Some organizations will opt for an off-site backup where the information is stored somewhere different than your location. You’re transferring data usually over an internet connection or a high-speed wide area network link. Since your data is located somewhere outside of your current location, you’re now protected against any disaster that might occur to your existing building. If you’re building becomes a victim of a fire or a flood, you can simply move everything to a different site and restore all of that offsite backup data from anywhere in the world.
There are obviously advantages and disadvantages to both on-site backups and off-site backups, and many organizations will often use both of these to some degree so that they can take advantage of those backups in either of those scenarios.
We often think of backups as a single, monolithic piece of data, and that piece of data has no relationship with any other data or other backups that you’re doing. But in reality, you’re often taking different backups that contain different data, and you’re taking these backups on different days or different weeks. One common strategy for timing and layering these backups is called GFS. That stands for grandfather-father-son.
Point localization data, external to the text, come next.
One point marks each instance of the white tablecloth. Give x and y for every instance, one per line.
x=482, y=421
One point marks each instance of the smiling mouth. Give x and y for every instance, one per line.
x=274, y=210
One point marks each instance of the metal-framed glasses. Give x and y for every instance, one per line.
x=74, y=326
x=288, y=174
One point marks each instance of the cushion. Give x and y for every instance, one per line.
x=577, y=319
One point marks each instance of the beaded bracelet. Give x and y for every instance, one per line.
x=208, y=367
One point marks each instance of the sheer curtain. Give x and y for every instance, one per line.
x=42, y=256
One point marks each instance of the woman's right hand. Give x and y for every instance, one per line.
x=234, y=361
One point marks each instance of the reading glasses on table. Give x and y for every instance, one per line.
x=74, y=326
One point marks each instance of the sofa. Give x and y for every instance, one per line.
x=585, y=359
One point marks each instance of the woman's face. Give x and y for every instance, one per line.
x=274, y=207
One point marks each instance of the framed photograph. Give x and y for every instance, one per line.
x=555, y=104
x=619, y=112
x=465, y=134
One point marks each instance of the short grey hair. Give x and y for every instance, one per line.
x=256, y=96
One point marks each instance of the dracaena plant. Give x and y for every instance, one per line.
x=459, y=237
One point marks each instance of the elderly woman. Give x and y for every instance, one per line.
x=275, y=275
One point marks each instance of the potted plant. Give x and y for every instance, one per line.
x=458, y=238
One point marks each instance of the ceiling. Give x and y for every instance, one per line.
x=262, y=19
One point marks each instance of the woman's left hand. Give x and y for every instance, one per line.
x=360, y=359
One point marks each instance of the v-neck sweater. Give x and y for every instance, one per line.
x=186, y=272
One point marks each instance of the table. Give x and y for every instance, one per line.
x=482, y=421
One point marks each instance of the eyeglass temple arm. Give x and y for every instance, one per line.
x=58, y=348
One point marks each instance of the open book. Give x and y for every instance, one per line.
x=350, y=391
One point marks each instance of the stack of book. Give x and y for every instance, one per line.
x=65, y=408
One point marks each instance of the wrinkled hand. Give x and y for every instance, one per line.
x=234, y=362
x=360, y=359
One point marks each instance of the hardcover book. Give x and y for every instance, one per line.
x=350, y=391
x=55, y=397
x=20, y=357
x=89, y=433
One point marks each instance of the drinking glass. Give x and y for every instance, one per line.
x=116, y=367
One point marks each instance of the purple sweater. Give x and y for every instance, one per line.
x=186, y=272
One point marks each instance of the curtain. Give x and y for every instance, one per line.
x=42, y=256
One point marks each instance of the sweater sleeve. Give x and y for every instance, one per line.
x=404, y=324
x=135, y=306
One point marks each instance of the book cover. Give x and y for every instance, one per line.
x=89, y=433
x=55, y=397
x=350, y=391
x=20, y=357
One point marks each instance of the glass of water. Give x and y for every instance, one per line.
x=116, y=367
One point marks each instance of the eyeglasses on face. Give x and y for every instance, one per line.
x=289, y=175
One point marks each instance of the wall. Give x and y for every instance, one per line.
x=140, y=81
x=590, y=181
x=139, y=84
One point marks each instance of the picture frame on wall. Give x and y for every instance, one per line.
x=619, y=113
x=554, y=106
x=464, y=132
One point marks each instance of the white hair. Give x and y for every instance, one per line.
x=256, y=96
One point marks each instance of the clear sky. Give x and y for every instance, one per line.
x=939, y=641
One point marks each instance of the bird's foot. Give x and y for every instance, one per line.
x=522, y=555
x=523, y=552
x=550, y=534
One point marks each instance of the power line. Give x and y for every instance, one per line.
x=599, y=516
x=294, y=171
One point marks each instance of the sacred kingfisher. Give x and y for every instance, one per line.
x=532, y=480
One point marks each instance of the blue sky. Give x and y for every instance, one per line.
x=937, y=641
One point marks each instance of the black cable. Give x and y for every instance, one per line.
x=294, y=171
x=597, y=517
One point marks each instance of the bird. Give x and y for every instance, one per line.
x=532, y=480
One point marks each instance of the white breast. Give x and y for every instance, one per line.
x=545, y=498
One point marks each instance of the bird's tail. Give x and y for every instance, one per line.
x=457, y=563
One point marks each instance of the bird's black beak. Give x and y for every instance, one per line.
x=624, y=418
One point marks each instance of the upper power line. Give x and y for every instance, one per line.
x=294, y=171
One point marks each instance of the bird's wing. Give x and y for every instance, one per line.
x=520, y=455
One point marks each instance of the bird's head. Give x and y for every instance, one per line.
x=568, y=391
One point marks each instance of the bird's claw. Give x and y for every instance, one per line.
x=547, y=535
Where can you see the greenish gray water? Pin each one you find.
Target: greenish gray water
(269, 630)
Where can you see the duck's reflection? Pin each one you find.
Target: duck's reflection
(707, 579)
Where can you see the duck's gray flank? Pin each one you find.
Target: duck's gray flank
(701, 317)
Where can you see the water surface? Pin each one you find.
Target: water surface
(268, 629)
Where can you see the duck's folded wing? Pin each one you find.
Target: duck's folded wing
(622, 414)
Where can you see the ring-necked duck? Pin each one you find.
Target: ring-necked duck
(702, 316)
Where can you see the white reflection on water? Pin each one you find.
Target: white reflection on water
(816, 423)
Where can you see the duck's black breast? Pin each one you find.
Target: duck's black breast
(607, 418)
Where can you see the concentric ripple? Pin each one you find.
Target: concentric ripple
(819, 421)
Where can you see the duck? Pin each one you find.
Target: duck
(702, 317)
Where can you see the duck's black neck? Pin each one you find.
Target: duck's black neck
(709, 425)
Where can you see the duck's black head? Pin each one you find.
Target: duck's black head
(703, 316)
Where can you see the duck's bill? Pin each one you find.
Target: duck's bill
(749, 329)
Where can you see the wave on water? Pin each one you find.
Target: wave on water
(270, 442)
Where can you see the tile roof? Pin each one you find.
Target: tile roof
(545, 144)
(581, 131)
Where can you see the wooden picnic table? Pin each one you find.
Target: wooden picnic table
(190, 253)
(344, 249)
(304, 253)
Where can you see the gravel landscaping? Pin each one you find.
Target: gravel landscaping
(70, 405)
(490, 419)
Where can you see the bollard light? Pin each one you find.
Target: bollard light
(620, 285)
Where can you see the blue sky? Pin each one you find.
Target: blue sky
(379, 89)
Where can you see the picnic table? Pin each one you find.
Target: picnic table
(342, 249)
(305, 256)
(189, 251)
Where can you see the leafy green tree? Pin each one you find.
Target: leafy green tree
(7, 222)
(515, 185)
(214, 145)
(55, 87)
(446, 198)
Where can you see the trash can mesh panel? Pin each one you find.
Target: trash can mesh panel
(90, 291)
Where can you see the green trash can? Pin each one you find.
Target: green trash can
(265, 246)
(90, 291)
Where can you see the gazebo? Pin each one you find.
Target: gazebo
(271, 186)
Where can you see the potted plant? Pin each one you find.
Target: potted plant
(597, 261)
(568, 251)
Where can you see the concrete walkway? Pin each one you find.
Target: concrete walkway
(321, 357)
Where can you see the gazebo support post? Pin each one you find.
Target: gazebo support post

We start with creating the grandfather backup. This would be a single, full backup that occurs once a month. This would be 12 monthly full backups in a single year. And these might be backups that we send off to off-line storage so that we can retrieve those if something happens to our building. Now, we can focus on a weekly backup. And if you’re doing weekly backups, you might need four or five of those in a single month. We refer to these backups as the father backup.
So if our grandfather backups are once a month and our father backups are once a week, then obviously, our son backups are going to occur every single day. So we might have 31 daily incremental or 31 daily differential backups that we refer to as the son backup. Here’s an example of a month, and you can see where I’ve overlaid son backups, father backups, and grandfather backups.
You can also change the time frames associated with these rotations. Perhaps the son backup is taken every hour, your father backup is taken every day, and the grandfather backup is taken every week. On my calendar, though, I’ve created a different schedule where the grandfather is taken on the 31 of each month, the father backup takes place every Monday, and then the son backups are taken every Monday through Friday.
Regardless of the type or interval between these backups, we also need to think about where these backups will be stored, and one good strategy that many organizations will follow is the 3-2-1 backup rule. With this rule, three copies of your backup data should always be available. This means you could have one primary copy and two backups, or any other combination so that we can get to three separate and unique copies of this backup data.
The number two in the 3-2-1 backup rule is two different types of media. Your backup could be taken on a local storage drive, on tape backup, or NAS. So if your organization is following the 3-2-1 backup rule, they may be storing one copy of the backup data on a local drive, and other copies of the backup data on tape. And the one in the 3-2-1 backup rule says that at least one copy of these backups should not be on site. They should be stored somewhere else off-site. This means you could store the information in an off-site storage facility. You might store it as part of your cloud backup, but that information is stored outside of your local building so that if you ever need to access that data in a disaster, you know that it’s stored somewhere safe.